El cristianismo, entre sus diez mandamientos, dictaminó “No matarás” y “No cometerás adulterio”, que quiere decir “no gozarás carnalmente fuera del matrimonio”,  como resultado de los presupuestos de este dogma religioso se suprimen esas experiencias vitales interiores que nos explica Bataille, construyéndolas como objetos  a ser transgredidos para lograr la soberanía de uno mismo.

            En el relato El marido cura, se narra una seguidillas de contradicciones y de transgresiones. El padre Gabriel, personaje cual monje descrito con las características por demás eróticas como por ejemplo ostentar unas cejas como Júpiter. Éste codiciaba a la mujer del señor Rodin (“cornudo si alguna vez hubo alguno”). El monje encontró el momento propicio para cumplir sus deseos solicitándole al señor Rodin que diera la misa que él mismo tendría que realizar, mientras se iba a reclamar un dinero, ya que “preferiría que la misa se fuera al infierno y que los cien escudos estuvieran en mi bolsillo”. El señor Rodin accede a hacerle el favor, y da la misa que su condición de monje le impedía, mientras el cura sale en busca de la mujer del señor Rodin. Cabe observar la descripción que realiza el narrador de los personajes: la señora es un excelente bocado de monje, mientras que el señor Rodin es un buen hombre que cultivaba su hacienda sin abrir la boca. La mujer entonces es un objeto erótico para el sujeto que no puede desearla ni disfrutarla, en tanto que su condición de monje le prohíbe la experiencia erótica, mientras que, el erotismo permitido en tanto matrimonio, para el señor Rodin, es inalcanzable, su boca se mantiene cerrada ante ese bocado erótico.

            Cuando el monje se encuentra con la mujer le dice: “he hecho de vuestro marido un cura y mientras el tunante celebra un misterio divino, démonos prisa y consumemos uno profano…”. En la lógica utilitarista, las normas de la institución eclesiástica definen lo sagrado a todo lo vinculado a los ritos de negación de la vida y la práctica del ascetismo material y sexual, mientras que, si leemos el relato desde la mirada de Bataille, podemos entender que esta vulneración que realiza el cura es la apertura a la lógica de lo sagrado, en donde se goza lo prohibido del mundo profano. Lo más interesante radica en que la figura transgresora está dibujada en el sacerdote que se supone que estaría a favor de las normas del mundo profano. En este sentido el Sacer produce horror a través del sacrificio que restituye al mundo aquello sagrado -lo erótico-, que el mundo mismo cosificó.

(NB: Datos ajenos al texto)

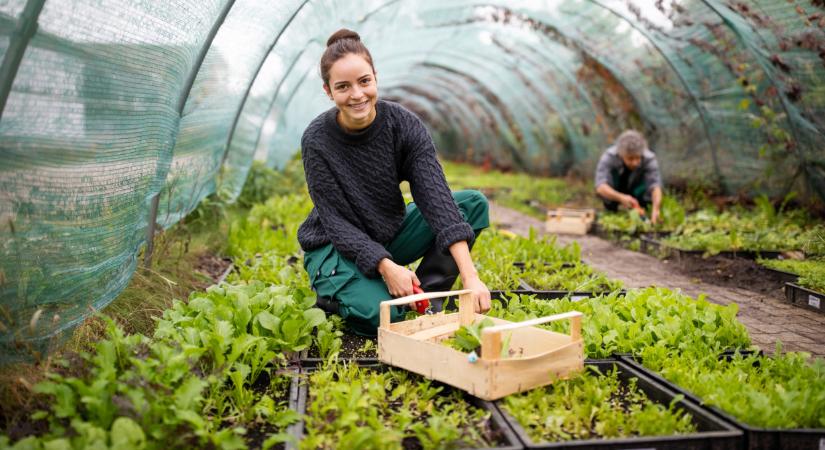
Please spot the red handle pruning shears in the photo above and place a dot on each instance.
(422, 306)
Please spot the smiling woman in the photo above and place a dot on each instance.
(355, 155)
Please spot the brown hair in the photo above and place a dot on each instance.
(340, 44)
(631, 143)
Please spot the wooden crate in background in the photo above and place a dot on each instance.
(569, 221)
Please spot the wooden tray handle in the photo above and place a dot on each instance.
(491, 336)
(385, 305)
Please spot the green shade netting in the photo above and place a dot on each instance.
(111, 107)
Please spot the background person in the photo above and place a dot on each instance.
(359, 231)
(628, 175)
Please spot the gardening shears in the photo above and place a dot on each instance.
(421, 306)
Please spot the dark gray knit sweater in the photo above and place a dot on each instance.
(353, 180)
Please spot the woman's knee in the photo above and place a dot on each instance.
(475, 206)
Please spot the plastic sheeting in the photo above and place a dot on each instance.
(110, 108)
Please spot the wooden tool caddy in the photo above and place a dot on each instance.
(537, 357)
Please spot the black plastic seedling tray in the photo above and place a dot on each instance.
(714, 433)
(754, 438)
(805, 298)
(496, 419)
(785, 277)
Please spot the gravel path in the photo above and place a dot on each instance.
(766, 315)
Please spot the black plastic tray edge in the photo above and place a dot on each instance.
(302, 391)
(733, 436)
(765, 438)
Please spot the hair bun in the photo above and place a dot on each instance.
(343, 33)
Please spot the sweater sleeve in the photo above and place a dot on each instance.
(327, 197)
(429, 186)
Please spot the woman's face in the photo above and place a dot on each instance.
(354, 89)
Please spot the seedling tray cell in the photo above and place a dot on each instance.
(805, 298)
(755, 438)
(713, 432)
(509, 441)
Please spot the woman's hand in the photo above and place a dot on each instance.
(399, 279)
(481, 295)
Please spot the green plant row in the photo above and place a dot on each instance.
(763, 228)
(350, 407)
(547, 265)
(594, 405)
(190, 385)
(811, 272)
(652, 317)
(780, 391)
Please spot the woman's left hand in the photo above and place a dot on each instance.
(481, 295)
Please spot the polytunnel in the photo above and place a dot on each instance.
(119, 117)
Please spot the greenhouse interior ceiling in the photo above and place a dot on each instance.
(122, 116)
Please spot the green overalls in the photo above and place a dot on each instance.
(335, 277)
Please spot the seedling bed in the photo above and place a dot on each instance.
(495, 427)
(255, 436)
(785, 277)
(712, 432)
(655, 247)
(805, 298)
(755, 438)
(351, 348)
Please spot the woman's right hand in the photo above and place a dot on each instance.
(399, 279)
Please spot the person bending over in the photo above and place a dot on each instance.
(360, 235)
(628, 175)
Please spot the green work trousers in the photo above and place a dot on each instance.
(358, 297)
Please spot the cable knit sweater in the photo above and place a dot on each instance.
(353, 180)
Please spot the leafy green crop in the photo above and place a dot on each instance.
(272, 226)
(133, 389)
(263, 183)
(592, 406)
(274, 268)
(285, 317)
(811, 272)
(762, 229)
(468, 339)
(352, 408)
(652, 317)
(781, 391)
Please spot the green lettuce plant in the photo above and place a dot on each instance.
(652, 317)
(354, 407)
(786, 390)
(594, 405)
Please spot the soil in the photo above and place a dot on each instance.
(350, 346)
(212, 266)
(741, 273)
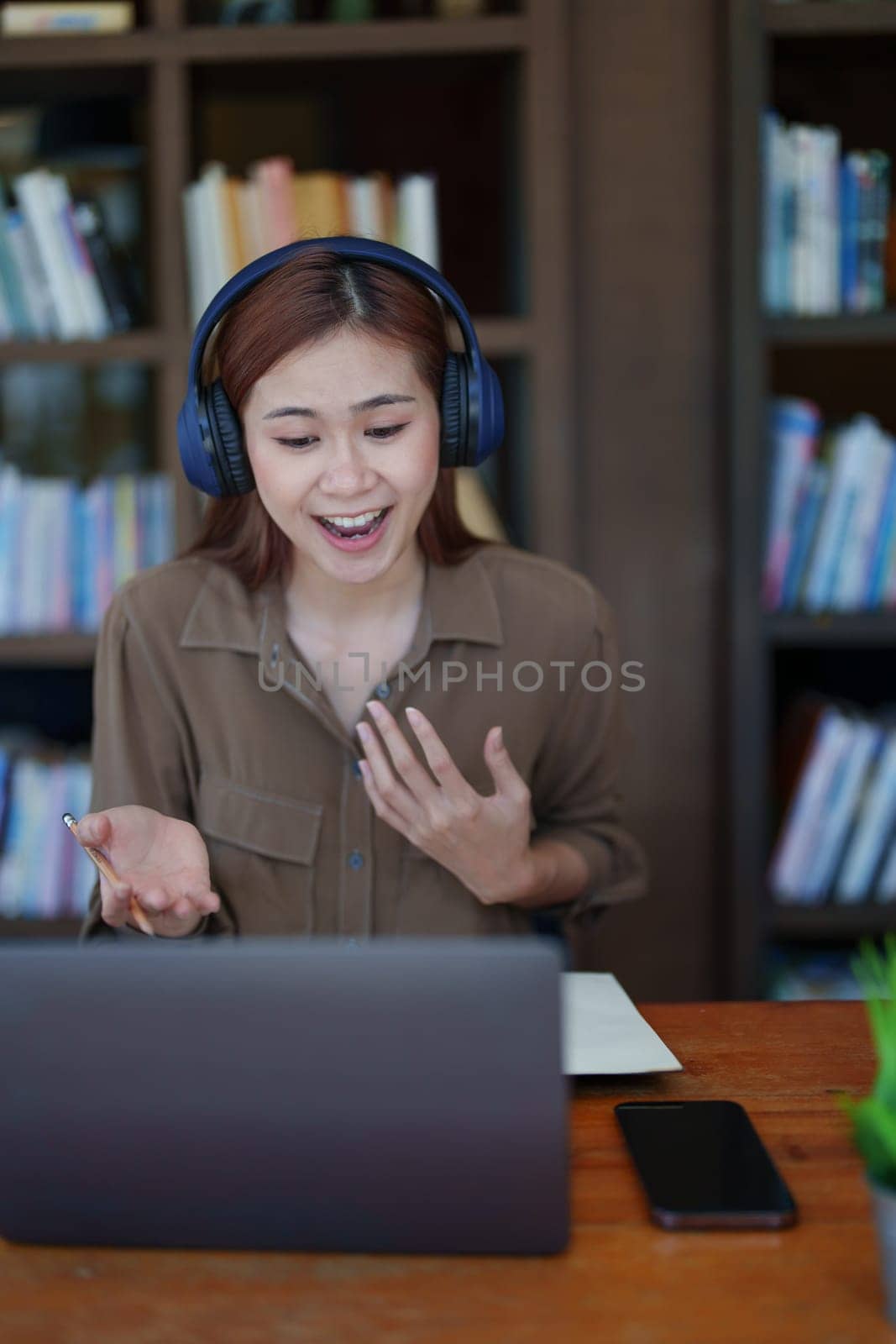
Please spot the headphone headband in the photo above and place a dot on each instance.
(363, 249)
(208, 432)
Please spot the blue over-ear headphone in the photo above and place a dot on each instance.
(208, 430)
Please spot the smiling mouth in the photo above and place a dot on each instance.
(354, 531)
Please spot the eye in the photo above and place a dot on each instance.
(385, 430)
(296, 443)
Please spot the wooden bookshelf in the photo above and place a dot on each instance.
(832, 922)
(852, 328)
(852, 629)
(762, 644)
(165, 64)
(815, 19)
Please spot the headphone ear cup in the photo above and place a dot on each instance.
(228, 437)
(454, 412)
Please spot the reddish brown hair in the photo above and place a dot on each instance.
(308, 299)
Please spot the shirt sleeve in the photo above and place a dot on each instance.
(575, 783)
(139, 752)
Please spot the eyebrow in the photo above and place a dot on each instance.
(371, 403)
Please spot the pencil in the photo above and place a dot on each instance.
(109, 873)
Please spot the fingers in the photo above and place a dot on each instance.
(437, 754)
(114, 900)
(94, 828)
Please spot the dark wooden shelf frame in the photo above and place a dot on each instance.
(846, 629)
(832, 922)
(822, 20)
(199, 44)
(839, 329)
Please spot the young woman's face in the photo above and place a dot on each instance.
(340, 429)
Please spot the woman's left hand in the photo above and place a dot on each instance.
(484, 842)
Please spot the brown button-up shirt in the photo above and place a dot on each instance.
(204, 710)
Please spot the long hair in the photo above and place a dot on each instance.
(308, 299)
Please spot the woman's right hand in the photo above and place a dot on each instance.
(160, 860)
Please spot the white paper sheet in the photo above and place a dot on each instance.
(604, 1032)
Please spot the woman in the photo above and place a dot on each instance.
(407, 732)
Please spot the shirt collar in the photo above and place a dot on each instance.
(458, 604)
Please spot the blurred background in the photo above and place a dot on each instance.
(671, 221)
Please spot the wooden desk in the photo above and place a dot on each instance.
(621, 1280)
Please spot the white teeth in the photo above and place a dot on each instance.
(362, 521)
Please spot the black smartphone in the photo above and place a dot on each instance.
(703, 1164)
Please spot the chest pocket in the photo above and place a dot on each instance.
(262, 850)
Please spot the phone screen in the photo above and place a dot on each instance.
(703, 1164)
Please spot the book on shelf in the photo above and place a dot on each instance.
(43, 875)
(831, 521)
(837, 772)
(66, 549)
(825, 221)
(230, 221)
(60, 275)
(31, 18)
(799, 974)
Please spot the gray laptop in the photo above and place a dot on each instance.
(403, 1095)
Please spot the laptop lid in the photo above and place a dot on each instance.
(402, 1095)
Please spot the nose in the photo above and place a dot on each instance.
(348, 470)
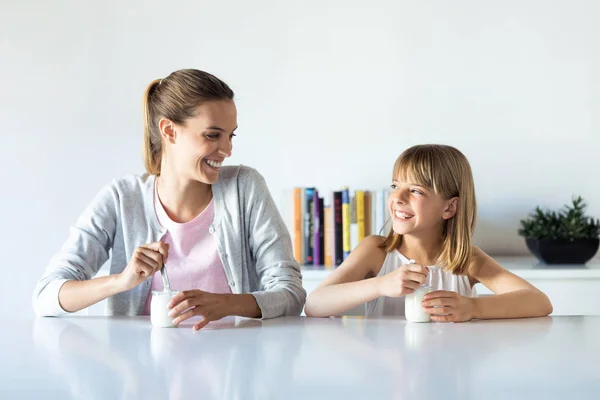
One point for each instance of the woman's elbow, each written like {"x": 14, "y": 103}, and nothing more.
{"x": 547, "y": 307}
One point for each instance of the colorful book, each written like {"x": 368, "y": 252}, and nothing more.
{"x": 346, "y": 222}
{"x": 298, "y": 226}
{"x": 329, "y": 236}
{"x": 308, "y": 225}
{"x": 316, "y": 237}
{"x": 338, "y": 248}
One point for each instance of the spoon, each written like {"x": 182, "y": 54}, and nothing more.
{"x": 165, "y": 278}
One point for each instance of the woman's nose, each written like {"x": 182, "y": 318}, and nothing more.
{"x": 226, "y": 147}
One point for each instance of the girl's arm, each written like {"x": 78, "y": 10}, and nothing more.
{"x": 514, "y": 297}
{"x": 350, "y": 284}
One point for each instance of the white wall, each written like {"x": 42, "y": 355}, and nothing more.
{"x": 329, "y": 93}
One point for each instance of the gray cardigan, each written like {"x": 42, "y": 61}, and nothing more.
{"x": 253, "y": 242}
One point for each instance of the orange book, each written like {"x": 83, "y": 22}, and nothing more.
{"x": 360, "y": 214}
{"x": 368, "y": 216}
{"x": 328, "y": 239}
{"x": 298, "y": 226}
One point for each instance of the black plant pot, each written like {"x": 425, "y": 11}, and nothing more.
{"x": 560, "y": 251}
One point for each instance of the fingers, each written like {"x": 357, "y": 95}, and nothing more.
{"x": 186, "y": 315}
{"x": 184, "y": 301}
{"x": 444, "y": 318}
{"x": 201, "y": 324}
{"x": 440, "y": 294}
{"x": 412, "y": 285}
{"x": 440, "y": 310}
{"x": 440, "y": 302}
{"x": 417, "y": 268}
{"x": 150, "y": 258}
{"x": 415, "y": 277}
{"x": 159, "y": 247}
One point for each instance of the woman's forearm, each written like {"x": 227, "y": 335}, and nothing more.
{"x": 518, "y": 304}
{"x": 335, "y": 299}
{"x": 76, "y": 295}
{"x": 244, "y": 305}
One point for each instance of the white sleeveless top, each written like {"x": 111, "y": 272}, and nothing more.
{"x": 440, "y": 280}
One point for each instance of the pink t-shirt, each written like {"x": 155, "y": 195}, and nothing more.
{"x": 194, "y": 261}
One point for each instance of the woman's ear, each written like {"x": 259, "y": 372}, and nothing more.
{"x": 451, "y": 208}
{"x": 167, "y": 130}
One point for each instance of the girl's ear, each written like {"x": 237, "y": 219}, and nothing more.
{"x": 450, "y": 208}
{"x": 167, "y": 130}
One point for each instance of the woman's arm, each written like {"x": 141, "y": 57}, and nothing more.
{"x": 350, "y": 284}
{"x": 62, "y": 288}
{"x": 514, "y": 297}
{"x": 269, "y": 239}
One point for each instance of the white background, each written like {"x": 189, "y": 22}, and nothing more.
{"x": 329, "y": 93}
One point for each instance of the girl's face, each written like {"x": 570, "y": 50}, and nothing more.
{"x": 418, "y": 210}
{"x": 197, "y": 148}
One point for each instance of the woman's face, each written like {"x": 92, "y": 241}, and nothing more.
{"x": 197, "y": 148}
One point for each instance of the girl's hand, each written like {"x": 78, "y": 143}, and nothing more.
{"x": 191, "y": 303}
{"x": 447, "y": 306}
{"x": 403, "y": 280}
{"x": 145, "y": 261}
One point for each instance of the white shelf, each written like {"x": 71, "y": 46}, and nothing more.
{"x": 573, "y": 289}
{"x": 525, "y": 267}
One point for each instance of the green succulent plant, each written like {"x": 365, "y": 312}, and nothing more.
{"x": 569, "y": 223}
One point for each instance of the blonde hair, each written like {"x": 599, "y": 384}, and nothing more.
{"x": 176, "y": 98}
{"x": 447, "y": 172}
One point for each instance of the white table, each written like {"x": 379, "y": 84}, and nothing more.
{"x": 301, "y": 358}
{"x": 573, "y": 289}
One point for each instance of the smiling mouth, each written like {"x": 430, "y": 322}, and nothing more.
{"x": 214, "y": 164}
{"x": 402, "y": 215}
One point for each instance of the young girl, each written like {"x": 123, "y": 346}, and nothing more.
{"x": 215, "y": 228}
{"x": 433, "y": 212}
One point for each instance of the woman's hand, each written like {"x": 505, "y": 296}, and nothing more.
{"x": 145, "y": 261}
{"x": 447, "y": 306}
{"x": 403, "y": 280}
{"x": 191, "y": 303}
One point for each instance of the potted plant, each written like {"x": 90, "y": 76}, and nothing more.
{"x": 566, "y": 236}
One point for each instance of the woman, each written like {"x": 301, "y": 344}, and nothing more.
{"x": 216, "y": 229}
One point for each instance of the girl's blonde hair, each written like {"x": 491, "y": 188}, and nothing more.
{"x": 176, "y": 98}
{"x": 447, "y": 172}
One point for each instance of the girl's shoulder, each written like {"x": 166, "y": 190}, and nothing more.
{"x": 372, "y": 252}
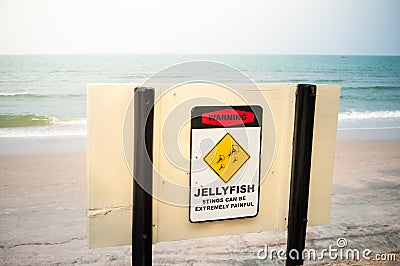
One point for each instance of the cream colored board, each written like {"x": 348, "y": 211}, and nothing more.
{"x": 111, "y": 101}
{"x": 109, "y": 179}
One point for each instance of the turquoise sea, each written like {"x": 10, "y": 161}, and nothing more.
{"x": 45, "y": 95}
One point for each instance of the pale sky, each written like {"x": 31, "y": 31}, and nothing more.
{"x": 202, "y": 26}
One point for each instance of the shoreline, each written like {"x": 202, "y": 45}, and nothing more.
{"x": 43, "y": 210}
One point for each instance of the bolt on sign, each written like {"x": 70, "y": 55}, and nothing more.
{"x": 225, "y": 162}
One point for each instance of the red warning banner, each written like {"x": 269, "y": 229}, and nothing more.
{"x": 227, "y": 117}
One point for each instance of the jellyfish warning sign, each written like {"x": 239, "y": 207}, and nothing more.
{"x": 224, "y": 162}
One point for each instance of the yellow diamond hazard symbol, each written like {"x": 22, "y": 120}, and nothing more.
{"x": 226, "y": 158}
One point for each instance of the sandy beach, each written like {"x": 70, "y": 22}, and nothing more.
{"x": 43, "y": 210}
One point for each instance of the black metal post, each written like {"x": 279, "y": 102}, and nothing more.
{"x": 301, "y": 167}
{"x": 143, "y": 177}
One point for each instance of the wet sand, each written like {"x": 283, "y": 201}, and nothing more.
{"x": 43, "y": 213}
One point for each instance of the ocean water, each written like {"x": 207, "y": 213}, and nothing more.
{"x": 45, "y": 95}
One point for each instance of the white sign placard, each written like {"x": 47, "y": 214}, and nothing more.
{"x": 225, "y": 162}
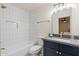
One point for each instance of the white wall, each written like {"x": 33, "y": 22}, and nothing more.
{"x": 11, "y": 38}
{"x": 56, "y": 16}
{"x": 37, "y": 31}
{"x": 75, "y": 19}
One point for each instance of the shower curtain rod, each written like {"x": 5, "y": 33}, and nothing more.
{"x": 43, "y": 21}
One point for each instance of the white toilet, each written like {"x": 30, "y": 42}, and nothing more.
{"x": 35, "y": 50}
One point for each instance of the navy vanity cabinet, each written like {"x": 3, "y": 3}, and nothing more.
{"x": 54, "y": 49}
{"x": 50, "y": 48}
{"x": 72, "y": 50}
{"x": 50, "y": 52}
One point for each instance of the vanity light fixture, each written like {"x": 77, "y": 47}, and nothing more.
{"x": 2, "y": 6}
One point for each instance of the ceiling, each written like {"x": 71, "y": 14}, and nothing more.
{"x": 31, "y": 6}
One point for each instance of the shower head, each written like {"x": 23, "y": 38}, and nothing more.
{"x": 3, "y": 6}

            A modo de conclusión, quisiéramos retomar la idea de Bataille que dice “La poesía abre el vacío al exceso del deseo”. El ser humano viene al mundo con energía que no alcanza a gastar tan sólo con el movimiento de los procesos utilitarios, por ello, si el erotismo y la muerte no pueden manifestarse continuamente en tanto transgresión de la lógica utilitaria, al menos nos queda la literatura, la cual permite crear mundos prohibidos, posibles irreales, aunque sólo transgreda y rompa los lazos discursivamente. La literatura es la experiencia interna que conecta al escritor con su soberanía. El mundo lógico se desvanece aunque sea por un instante para el escritor y para sus lectores en cada lectura, a pesar de que la muerte del mundo real es irreal tanto como los posibles creados en la literatura.

Marcos Fabián Polisena y Julieta Videla Martínez

 

[1] Georges Bataille (2004). La felicidad, el erotismo y la literatura. Ensayos 1944-1961. Trad. Silvio Mattoni. Buenos Aires. Ed. Adriana Hidalgo. p. 237.

[2] Nada es más necesario y nada es más fuerte en nosotros que la revuelta. Ya no podemos amar nada, estimar nada, que tenga la marca de la sumisión. Ibid. p. 227.

[3] Ibíd. p. 232.

[4] Marqués de Sade (2011). Las 120 Jornadas de Sodoma. Trad. Carlos César Fontela. Madrid. Ed. Akal. pp. 20-21.

[5] El Erotismo. Georges Bataille. versión digital Scan Spartakku – Revisión: TiagOff. p. 81.